Ben Ostrander, the crew’s field supervisor with Pulama Lanai, highlighted a spot where an adze was found earlier that day.
Maxine Figuerres, a food server at the Manele Bay Hotel’s Nobu restaurant who has lived her whole life on Lanai, had never seen Hii before or knew a heiau existed there. “I’m blown away,” she said. “There’s so much history to be discovered.”
Kepa Maly, the island’s longtime chief historian, who Ellison hired to be Pulama Lanai’s senior vice president of cultural and historic preservation, said the extra manpower has accelerated what Pulama’s small staff can accomplish while also spreading awareness of history and the need to protect it.

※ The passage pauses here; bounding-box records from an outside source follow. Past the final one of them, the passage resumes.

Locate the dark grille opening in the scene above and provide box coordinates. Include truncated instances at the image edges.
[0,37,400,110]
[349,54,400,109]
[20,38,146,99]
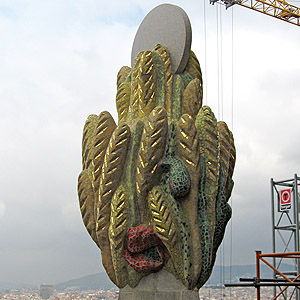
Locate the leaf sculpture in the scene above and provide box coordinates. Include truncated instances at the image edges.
[148,187,183,279]
[78,45,236,290]
[109,185,129,287]
[78,170,99,246]
[93,111,116,196]
[136,107,168,223]
[96,124,130,282]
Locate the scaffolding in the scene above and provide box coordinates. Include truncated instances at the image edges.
[225,174,300,300]
[271,174,300,300]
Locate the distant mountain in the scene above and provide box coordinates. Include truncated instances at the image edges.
[0,281,37,291]
[0,263,294,291]
[54,272,116,291]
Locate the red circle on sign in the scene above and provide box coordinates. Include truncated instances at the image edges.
[281,191,290,203]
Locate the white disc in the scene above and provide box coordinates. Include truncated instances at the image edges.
[131,4,192,73]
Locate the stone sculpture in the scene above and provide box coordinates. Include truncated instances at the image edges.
[78,2,236,290]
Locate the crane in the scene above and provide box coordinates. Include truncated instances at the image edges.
[210,0,300,26]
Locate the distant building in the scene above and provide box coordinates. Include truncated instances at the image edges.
[39,284,54,299]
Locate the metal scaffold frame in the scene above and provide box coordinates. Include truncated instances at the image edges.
[271,174,300,300]
[210,0,300,26]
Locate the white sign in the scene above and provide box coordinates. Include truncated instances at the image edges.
[279,189,292,211]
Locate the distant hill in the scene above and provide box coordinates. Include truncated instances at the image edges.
[206,263,294,285]
[54,272,116,291]
[0,263,293,291]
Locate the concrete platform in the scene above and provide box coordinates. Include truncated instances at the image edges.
[119,270,199,300]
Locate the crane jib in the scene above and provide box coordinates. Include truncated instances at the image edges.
[210,0,300,26]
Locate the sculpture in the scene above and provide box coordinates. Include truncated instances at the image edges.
[78,2,236,289]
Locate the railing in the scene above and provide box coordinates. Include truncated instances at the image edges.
[225,251,300,300]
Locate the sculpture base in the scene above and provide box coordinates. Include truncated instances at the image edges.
[119,270,199,300]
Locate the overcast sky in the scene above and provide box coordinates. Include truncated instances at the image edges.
[0,0,300,284]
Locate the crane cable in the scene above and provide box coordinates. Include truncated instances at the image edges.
[229,7,234,299]
[216,5,225,295]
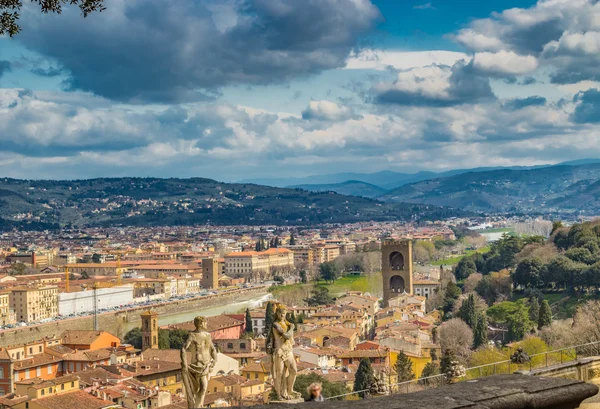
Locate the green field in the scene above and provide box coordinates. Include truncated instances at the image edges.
[477,227,513,233]
[431,246,490,266]
[269,273,382,299]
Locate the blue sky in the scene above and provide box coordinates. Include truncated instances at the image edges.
[0,0,600,181]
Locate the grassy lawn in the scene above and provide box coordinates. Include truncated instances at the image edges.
[477,227,513,233]
[431,246,490,266]
[269,273,381,298]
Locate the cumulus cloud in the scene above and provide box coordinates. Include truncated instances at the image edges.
[302,101,355,121]
[373,61,495,107]
[452,0,600,84]
[345,49,469,70]
[19,0,380,102]
[472,51,538,76]
[571,88,600,124]
[504,95,547,110]
[0,60,12,77]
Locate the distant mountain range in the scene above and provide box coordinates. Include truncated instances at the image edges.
[377,163,600,215]
[240,159,600,197]
[0,178,469,230]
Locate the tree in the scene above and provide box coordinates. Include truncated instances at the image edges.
[440,318,473,362]
[538,300,552,329]
[529,297,540,323]
[0,0,106,37]
[394,351,415,382]
[319,261,340,282]
[457,294,477,330]
[265,301,275,335]
[513,258,544,288]
[454,257,477,281]
[123,327,142,349]
[158,329,171,349]
[294,372,348,400]
[354,358,375,399]
[440,349,456,374]
[304,287,333,307]
[473,314,488,349]
[507,304,532,341]
[246,308,254,334]
[443,281,462,316]
[420,362,440,384]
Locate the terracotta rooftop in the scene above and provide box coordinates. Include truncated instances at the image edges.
[32,390,115,409]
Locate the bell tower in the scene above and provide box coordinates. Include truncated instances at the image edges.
[141,311,158,351]
[381,239,413,307]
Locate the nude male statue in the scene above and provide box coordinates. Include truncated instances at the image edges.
[267,305,299,400]
[181,317,217,409]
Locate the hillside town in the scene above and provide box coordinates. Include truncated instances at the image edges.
[0,223,474,409]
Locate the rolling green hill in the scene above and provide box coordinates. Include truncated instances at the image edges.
[378,163,600,214]
[0,178,464,229]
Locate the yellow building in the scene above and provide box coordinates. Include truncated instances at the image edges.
[0,291,17,326]
[134,360,183,395]
[225,248,294,277]
[6,375,119,409]
[10,286,58,322]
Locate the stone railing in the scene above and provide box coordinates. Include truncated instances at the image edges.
[256,374,598,409]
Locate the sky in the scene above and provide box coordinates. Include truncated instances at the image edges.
[0,0,600,181]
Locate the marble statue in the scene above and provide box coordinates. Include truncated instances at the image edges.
[267,305,300,401]
[181,317,217,409]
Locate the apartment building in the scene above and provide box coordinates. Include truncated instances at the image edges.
[0,291,17,326]
[10,285,58,322]
[225,248,294,277]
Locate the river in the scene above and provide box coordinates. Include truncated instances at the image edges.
[125,293,273,331]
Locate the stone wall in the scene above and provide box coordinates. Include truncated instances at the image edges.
[260,375,598,409]
[0,287,266,347]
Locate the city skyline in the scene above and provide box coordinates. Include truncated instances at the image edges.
[0,0,600,181]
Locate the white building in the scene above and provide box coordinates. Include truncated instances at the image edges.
[58,284,133,315]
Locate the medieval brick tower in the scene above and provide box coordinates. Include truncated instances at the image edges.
[381,239,413,307]
[141,311,158,351]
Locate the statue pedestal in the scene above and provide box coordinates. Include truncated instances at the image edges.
[269,398,304,405]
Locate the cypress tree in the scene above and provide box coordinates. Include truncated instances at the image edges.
[440,349,456,374]
[458,294,477,330]
[394,351,415,382]
[265,301,275,336]
[529,297,540,323]
[538,300,552,329]
[246,308,254,334]
[473,314,488,348]
[354,358,375,399]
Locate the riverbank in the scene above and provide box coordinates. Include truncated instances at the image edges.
[0,287,270,347]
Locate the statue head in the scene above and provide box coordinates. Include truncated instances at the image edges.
[194,316,206,330]
[275,305,287,321]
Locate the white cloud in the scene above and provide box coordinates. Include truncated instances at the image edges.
[345,49,470,70]
[302,101,353,121]
[473,51,538,75]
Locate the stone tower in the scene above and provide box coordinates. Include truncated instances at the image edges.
[381,239,413,307]
[141,311,158,351]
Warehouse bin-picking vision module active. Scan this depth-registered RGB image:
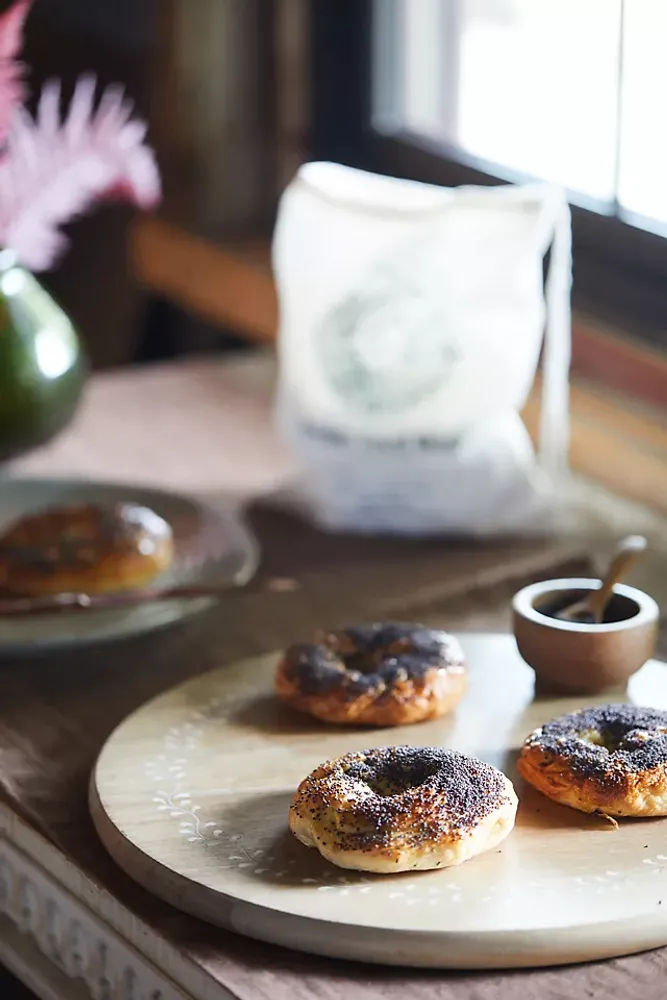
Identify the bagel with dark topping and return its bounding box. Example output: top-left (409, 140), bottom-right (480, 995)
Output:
top-left (289, 746), bottom-right (517, 873)
top-left (275, 622), bottom-right (467, 726)
top-left (518, 705), bottom-right (667, 816)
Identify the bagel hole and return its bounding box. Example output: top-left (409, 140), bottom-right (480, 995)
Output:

“For the first time in Lanai’s modern history, we have naturists (working to restore the land),” he said. “Hii probably hasn’t looked like this for a hundred years or so.”
The benefits to the environment and Lanai’s history and culture are clear. But Pulama’s goal isn’t only a benevolent one. The company envisions integrating the sites into visitor experiences.
For instance, visitors could help manage the Waiaopai fishpond, eat fish from it and learn about Hawaiian history. Maly envisions the historic pump house, which includes an abandoned caretaker residence, as a potential history center where visitors could help tend restored ancient taro ponds at the furthest recess of the valley that supported about 1,000 Hawaiians before Western contact and the introduction of ungulates disrupted much of the water and life in the valley.
“It’s a really cool place,” he said. “It’s a legacy landscape. You are stepping back in time.”
In the not-too-distant future, though, hotel employees will resume their resort work, leaving Pulama Lanai to carry on without task force crews.
Some wonder if there will be any lasting benefit.
Matsumoto believes so. He said the temporary assignments are reconnecting residents with their history, culture and neighbors in ways that enhance the fabric of the community, perhaps repairing threads that were lost in the decades after the end of plantation life where workers often relied on each other to get by.
“Hopefully that enriches the community at the end of the day,” he said.